Por Emilio Grande (h.)
Debido a que en las últimas semanas se presentaron casos de niños con picaduras como informó ayer la Dirección de Promoción y Prevención de la Salud (ver aparte), voy a compartir una mala experiencia que vivimos con mi familia en la madrugada del martes 15 de noviembre último. Mi hijo Juan Manuel de 6 años se despertó llorando diciendo que le había picado un "mosquito", cuando se bajó de la cama había un alacrán vivo sobre las sábanas. Enseguida lo llevamos a un servicio de emergencias, seguidamente fuimos al Hospital donde le colocaron suero, calmantes y oxígeno.

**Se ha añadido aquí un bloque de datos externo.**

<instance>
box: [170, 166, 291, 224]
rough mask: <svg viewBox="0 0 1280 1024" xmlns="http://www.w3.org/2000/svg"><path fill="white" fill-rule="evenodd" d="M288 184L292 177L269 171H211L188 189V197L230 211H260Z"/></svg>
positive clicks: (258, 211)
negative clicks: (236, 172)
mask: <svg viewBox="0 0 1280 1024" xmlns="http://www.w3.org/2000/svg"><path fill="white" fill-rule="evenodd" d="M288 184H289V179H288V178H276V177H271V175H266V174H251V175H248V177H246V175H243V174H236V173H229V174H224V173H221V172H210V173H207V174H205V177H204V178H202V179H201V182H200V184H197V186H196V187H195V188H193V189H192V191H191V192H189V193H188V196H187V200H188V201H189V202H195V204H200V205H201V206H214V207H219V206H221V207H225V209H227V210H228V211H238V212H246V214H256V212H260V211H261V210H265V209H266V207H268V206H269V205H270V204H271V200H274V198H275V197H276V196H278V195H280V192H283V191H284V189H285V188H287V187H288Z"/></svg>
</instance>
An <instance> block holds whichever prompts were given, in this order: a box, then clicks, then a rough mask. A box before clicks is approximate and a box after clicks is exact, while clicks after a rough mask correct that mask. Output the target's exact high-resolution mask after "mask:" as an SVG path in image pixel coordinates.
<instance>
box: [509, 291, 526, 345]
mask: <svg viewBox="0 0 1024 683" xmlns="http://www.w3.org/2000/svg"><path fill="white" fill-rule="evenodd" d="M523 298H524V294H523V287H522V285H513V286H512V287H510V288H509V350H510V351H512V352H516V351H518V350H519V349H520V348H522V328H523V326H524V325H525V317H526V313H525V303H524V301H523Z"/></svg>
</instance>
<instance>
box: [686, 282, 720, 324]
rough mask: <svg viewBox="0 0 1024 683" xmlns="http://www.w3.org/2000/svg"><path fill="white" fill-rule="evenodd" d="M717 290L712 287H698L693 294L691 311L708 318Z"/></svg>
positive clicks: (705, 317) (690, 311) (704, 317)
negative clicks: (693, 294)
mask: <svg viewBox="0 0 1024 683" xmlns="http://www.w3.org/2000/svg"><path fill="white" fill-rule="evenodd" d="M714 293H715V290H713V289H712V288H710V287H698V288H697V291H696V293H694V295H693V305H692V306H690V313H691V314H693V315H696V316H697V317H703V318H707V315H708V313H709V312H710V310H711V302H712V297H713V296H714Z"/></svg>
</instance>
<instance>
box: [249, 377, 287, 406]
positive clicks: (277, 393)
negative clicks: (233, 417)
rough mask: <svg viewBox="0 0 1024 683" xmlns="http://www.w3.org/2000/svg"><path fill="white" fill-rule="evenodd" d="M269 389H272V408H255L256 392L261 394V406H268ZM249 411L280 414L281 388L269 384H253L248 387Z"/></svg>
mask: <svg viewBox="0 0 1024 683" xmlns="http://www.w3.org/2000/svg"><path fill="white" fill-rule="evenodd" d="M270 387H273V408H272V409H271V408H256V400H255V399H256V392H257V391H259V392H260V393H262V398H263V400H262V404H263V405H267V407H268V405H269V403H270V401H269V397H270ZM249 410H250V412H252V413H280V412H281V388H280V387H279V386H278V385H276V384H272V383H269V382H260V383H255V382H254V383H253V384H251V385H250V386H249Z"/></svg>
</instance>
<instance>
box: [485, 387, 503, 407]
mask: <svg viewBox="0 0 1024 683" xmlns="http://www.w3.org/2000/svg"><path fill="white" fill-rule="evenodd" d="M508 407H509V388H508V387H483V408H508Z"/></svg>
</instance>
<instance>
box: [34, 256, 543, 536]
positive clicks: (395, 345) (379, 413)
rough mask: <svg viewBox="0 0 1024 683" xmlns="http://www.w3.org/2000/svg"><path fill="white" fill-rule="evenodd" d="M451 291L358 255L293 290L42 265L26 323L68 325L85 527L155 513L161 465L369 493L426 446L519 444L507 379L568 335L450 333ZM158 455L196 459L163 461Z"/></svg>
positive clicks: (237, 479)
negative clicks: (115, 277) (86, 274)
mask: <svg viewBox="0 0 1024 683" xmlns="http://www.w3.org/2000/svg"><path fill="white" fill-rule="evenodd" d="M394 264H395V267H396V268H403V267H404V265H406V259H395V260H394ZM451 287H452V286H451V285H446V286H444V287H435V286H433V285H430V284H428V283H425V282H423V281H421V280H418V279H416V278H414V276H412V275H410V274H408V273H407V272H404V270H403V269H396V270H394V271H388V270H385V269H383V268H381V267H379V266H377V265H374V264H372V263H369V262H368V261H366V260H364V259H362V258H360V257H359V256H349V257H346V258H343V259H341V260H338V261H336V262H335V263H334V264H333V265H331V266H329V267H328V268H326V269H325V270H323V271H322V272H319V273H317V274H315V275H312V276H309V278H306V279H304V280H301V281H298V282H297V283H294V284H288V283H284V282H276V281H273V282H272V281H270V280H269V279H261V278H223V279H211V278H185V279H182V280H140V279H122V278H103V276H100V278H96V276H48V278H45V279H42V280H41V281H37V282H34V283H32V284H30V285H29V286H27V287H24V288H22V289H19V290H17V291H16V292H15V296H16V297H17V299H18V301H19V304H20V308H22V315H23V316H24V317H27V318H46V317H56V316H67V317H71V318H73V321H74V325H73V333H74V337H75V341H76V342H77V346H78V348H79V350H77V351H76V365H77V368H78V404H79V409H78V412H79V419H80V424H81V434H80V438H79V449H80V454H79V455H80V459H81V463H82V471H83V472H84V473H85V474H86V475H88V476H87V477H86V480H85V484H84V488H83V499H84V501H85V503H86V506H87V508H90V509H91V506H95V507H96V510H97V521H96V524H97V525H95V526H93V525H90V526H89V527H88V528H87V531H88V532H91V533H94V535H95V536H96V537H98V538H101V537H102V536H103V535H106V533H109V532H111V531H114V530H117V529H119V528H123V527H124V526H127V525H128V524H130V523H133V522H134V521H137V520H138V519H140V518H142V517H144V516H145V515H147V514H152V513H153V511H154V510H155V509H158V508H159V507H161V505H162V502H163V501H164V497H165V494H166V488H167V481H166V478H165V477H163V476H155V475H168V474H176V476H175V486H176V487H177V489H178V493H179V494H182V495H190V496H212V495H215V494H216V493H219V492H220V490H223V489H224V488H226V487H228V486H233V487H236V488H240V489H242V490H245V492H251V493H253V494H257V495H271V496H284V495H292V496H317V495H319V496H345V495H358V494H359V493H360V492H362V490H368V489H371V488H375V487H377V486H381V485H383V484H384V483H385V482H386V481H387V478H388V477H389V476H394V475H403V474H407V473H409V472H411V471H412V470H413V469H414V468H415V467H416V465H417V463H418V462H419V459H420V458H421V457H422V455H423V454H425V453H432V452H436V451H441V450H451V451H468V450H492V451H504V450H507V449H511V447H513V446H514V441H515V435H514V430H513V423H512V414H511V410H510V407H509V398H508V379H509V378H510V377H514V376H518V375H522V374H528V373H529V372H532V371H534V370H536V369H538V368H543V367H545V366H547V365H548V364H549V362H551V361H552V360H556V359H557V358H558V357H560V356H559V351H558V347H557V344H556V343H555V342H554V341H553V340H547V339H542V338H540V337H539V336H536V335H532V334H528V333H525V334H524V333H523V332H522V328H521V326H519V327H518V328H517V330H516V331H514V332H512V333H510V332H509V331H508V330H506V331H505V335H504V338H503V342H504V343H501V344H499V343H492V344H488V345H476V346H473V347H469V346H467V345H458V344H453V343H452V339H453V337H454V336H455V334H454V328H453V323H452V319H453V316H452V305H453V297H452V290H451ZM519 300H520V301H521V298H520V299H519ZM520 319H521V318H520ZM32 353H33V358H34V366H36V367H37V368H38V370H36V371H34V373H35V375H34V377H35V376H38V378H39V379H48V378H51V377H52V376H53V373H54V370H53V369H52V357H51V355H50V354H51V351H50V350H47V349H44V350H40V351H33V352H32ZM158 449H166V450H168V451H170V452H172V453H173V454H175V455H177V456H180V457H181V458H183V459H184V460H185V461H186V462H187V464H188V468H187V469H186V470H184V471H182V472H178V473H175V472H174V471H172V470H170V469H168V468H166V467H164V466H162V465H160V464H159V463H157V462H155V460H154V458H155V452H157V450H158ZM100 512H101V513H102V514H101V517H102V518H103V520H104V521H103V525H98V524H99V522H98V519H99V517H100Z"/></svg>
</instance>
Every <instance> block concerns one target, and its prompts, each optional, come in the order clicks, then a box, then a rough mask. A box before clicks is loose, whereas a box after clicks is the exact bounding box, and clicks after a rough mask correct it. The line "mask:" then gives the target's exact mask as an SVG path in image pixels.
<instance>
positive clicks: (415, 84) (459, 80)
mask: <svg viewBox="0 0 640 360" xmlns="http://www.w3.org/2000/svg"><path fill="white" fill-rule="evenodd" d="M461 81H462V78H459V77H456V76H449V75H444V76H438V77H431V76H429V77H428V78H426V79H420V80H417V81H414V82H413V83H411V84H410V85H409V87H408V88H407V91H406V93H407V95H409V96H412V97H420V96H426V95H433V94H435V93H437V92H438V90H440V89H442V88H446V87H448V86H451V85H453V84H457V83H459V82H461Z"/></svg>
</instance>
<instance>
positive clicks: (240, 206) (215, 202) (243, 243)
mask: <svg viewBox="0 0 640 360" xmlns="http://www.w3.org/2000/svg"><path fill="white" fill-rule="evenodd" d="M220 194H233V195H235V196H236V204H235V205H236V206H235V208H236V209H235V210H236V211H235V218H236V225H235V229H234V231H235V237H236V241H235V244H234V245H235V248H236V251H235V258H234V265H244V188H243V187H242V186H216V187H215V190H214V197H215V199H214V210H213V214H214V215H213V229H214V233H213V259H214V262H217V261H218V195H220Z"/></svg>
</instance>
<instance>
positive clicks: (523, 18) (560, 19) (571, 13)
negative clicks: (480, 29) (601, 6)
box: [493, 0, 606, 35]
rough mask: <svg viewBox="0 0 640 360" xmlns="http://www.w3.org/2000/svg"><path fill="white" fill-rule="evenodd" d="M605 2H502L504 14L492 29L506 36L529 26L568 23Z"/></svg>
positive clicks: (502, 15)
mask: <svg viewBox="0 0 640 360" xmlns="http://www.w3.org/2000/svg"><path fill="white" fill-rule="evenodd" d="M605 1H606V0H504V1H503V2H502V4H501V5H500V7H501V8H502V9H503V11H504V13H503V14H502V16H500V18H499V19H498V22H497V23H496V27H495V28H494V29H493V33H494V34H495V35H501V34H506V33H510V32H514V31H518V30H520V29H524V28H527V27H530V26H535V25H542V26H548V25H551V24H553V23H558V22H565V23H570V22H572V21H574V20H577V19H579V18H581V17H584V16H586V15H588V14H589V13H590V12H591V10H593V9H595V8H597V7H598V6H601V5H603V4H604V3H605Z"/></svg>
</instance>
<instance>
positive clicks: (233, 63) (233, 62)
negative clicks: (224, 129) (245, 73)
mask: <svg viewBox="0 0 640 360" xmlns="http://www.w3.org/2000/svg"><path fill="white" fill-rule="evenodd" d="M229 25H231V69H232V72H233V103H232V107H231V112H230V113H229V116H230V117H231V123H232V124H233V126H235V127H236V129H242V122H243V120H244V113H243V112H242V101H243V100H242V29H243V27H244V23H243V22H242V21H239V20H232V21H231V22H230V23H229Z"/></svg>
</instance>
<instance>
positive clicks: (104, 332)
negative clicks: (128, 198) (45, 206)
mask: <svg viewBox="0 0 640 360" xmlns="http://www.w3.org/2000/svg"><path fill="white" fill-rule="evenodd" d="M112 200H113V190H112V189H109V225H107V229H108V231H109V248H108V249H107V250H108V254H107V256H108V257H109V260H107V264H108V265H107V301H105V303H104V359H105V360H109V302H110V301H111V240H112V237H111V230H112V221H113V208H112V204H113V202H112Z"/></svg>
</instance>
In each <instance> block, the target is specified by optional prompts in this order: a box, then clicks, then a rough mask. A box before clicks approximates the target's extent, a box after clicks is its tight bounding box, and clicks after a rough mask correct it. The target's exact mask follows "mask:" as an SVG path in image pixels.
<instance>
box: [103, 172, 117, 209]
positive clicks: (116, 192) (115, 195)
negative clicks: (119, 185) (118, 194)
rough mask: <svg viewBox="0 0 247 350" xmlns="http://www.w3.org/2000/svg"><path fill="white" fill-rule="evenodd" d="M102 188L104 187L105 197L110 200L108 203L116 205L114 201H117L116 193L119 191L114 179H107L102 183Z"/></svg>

A la hora fue derivado a la Clínica de Niños porque teníamos obra social, lo fue a ver su médico de cabecera Dr. Juan Carignano, pero como no había terapia fue derivado al Hospital Alassia de Santa Fe, donde fue muy bien atendido, le colocaron antídoto, calmantes, hicieron análisis de sangre y esperaron su evolución que con el paso del día fue favorable y le dieron el alta.
En las últimas horas consulté al director del Hospital Roberto Vitaloni, quien reconoció la falta de una atención especial como la mencionada, pero que debido a los pocos casos no se justifica realizar una inversión en salud infantil -al igual que para instalar un centro de radioterapia- y entonces se deriva a un centro de mayor complejidad. En el efector público hay ampollas disponibles para atacar al veneno.
A decir verdad, Rafaela no es más un pueblo, tiene unos 100.000 habitantes, siendo una materia pendiente realizar inversiones pública y privada en salud infantil y radioterapia. ¿Tiene conciencia la dirigencia política local que no somos la “ciudad modelo” como dice la Presidenta?